В последний миг перед погружением во тьму перед его взором возникла сияющая фигура – контур ее дрожал, двоился и трепетал. Колебания неведомо как пришли в согласие с колокольным звоном, сложились в невероятной красоты гимн – под его звуки фигура оделась в золото, ярким сгустком загорелась корона. Перед Арманом во весь рост встал монарх во всем блеске могущества и величия. Это было так прекрасно, что стало невыносимо – Арман свалился со стула, лишившись чувств.
Когда он очнулся, в комнате стоял светлый сумрак июньской ночи. Осторожно поднимаясь и потирая шишку на голове, Арман огляделся – к нему никто не заходил. Видимо, Дебурне решил не напоминать ни об ужине, ни о сне. Спрятав в стол книгу в красном сафьяне, он попытался вспомнить что-то важное, что настигло его перед припадком – но тщетно.
Через два дня он получил издевательское письмо от Людовика. Поздравив его с желанием исполнять свой долг епископа, король запретил ему покидать Люсон, наложив вето даже на Куссе и Ришелье.
Пришла весточка и от брата – тот извинялся за неверные сведения и сожалел, что Арман не увидится с Маргаритой, женой Анри, которая скучала в замке Ришелье в отсутствие мужа, тем более что за три с половиной года брака им так и не удалось обзавестись детьми.
Значит, все при дворе знают, что ему ограничили свободу передвижения! Арман швырнул письмо в огонь, хотя обычно сохранял все письма брата.

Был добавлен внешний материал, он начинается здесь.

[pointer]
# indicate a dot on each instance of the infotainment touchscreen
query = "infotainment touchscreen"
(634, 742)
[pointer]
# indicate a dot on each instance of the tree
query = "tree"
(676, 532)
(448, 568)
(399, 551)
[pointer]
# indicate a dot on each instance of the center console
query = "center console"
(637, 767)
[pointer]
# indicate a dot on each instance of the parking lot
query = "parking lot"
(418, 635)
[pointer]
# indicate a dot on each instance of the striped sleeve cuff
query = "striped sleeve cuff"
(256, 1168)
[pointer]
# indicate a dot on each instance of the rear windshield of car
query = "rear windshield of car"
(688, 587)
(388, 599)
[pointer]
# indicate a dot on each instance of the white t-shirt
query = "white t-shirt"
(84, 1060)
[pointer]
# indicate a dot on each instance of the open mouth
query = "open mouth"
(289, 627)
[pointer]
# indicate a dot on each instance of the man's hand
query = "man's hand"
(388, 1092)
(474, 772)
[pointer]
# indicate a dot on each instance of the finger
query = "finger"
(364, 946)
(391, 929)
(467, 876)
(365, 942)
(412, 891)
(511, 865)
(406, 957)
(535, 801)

Едва распакованные вещи вновь уложили в сундуки, и под проливным дождем епископ отправился в свой диоцез – куда надеялся никогда не вернуться, покидая его три года назад.
На полдороге его карету настиг забрызганный грязью гонец, протянув письмо с сильным запахом розового масла – перебившим на мгновение сырое дыхание болота. Мария Медичи упрекала его за поспешный отъезд, писала о невыносимой тяжести разлуки – и недели не прошло! – и выражала надежду на скорейшее возвращение Армана «к своему лучшему другу». Разглядывая ее сильно кренящиеся вправо узкие буквы, он порадовался, что бумага молчит – не переходит на визг, ни на йоту не теряя при этом отчетливости произносимых слов упрека, не вздымает грудь, набирая побольше воздуха для очередной тирады… Сидеть вдруг стало неудобно, поскорее убрав письмо поглубже в карман, он заерзал на сиденье – скорее бы Люсон – и выглянул в окно, не обращая внимания на морось.